Les pompiers bruxellois tirent la sonnette d'alarme concernant la pénurie persistante et structurelle de personnel et les priorités politiques insuffisantes en matière de sécurité publique.
Lors de la concertation du 27 janvier avec la secrétaire d’État Ans Persoons concernant la pénurie grave de personnel — estimée à 200 pompiers — il a une nouvelle fois été confirmé que les recrutements indispensables ne sont actuellement pas autorisés en raison de contraintes budgétaires. La Région de Bruxelles-Capitale est en effet soumise à d’importantes mesures d’économie, ce qui empêche tout renforcement structurel des services de secours.
La secrétaire d’État a indiqué vouloir, dans un premier temps, solliciter un budget de 3,25 millions d’euros auprès du ministre des Finances. Ce montant serait exclusivement destiné à permettre et à rémunérer des heures supplémentaires, correspondant à l’équivalent de 48 équivalents temps plein. Cette mesure n’apporterait toutefois qu’un soulagement temporaire, principalement en facilitant la prise des congés annuels.
Dans une phase ultérieure, un plan serait élaboré en vue du recrutement d’ambulanciers dans un cadre distinct et moins favorable. Cette piste représente une dégradation manifeste de la qualité au sein du plus grand corps de pompiers de Belgique, qui joue pourtant un rôle essentiel au cœur de l’Europe. Cette proposition ne contribue en rien à un renforcement structurel des effectifs. Au contraire, elle menace d’affaiblir l’expertise opérationnelle et la cohésion interne du corps.
Par ailleurs, il est également attendu de l’organisation qu’elle envisage une nouvelle organisation du travail fondée sur des services de 12 heures. Il s’agit d’une réforme majeure, aux conséquences importantes sur la charge de travail, le bien-être du personnel et la continuité du service public.
Ces propositions ne sont ni contraignantes, ni assorties de garanties, et ne constituent en aucun cas une solution durable à la pénurie structurelle de personnel.
Des moyens pour les projets de prestige, pas pour la sécurité
Le 28 janvier, plusieurs médias ont révélé que le gouvernement bruxellois a récemment accordé 8 millions d’euros de subsides à un projet de prestige situé le long du canal, suivis d’une tranche supplémentaire de 4,4 millions d’euros, et qu’un montant additionnel de 50 millions d’euros est encore prévu.
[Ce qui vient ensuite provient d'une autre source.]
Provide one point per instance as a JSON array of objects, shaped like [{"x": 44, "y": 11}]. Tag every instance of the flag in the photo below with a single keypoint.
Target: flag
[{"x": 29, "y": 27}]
Les pompiers de Bruxelles constatent avec une profonde stupéfaction et une vive indignation que des moyens importants sont disponibles pour des projets de prestige, mais pas pour le renforcement pourtant indispensable des services de secours. Alors que la population attend une réponse d’urgence rapide et de qualité, le message adressé aux pompiers est clair : il n’y aurait pas de budget pour leurs missions essentielles.
Le gouvernement bruxellois semble ainsi déplacer ses priorités vers des projets visibles et prestigieux, au détriment de la sécurité de la population bruxelloise et de celle des pompiers, qui prennent chaque jour des risques au service de l’intérêt général. Les responsables politiques concernés — bourgmestres, secrétaire d’État et ministres — semblent perdre de vue que la sécurité publique constitue une mission fondamentale de l’autorité publique.
Rupture de confiance – les pompiers passent à l’action
Une rupture de confiance claire s’est installée avec le cabinet de la secrétaire d’État Ans Persoons. Celle-ci était informée depuis longtemps de l’existence de moyens supplémentaires destinés au projet de prestige, tout en affirmant de manière constante qu’aucun budget n’était disponible pour les pompiers. Pour les pompiers de Bruxelles, la limite est atteinte.
C’est pourquoi une manifestation aura lieu le 12 février 2026 devant le Parlement de la Région de Bruxelles-Capitale. Le même jour se tiendra également un Conseil européen, avec une réunion informelle des ministres compétents en matière d’emploi et d’affaires sociales — une coïncidence particulièrement révélatrice au regard de la pénurie aiguë de personnel dans les services de secours.
Des revendications concrètes pour un avenir sûr
Les pompiers de Bruxelles demandent un investissement de 15 millions d’euros afin de :
- recruter les 200 pompiers manquants,
- renforcer les effectifs des opérateurs de la centrale d’urgence 112, eux aussi confrontés à une pénurie importante.
Ces investissements sont indispensables pour garantir la sécurité de la population et ramener la charge de travail du personnel actuel à un niveau acceptable et responsable.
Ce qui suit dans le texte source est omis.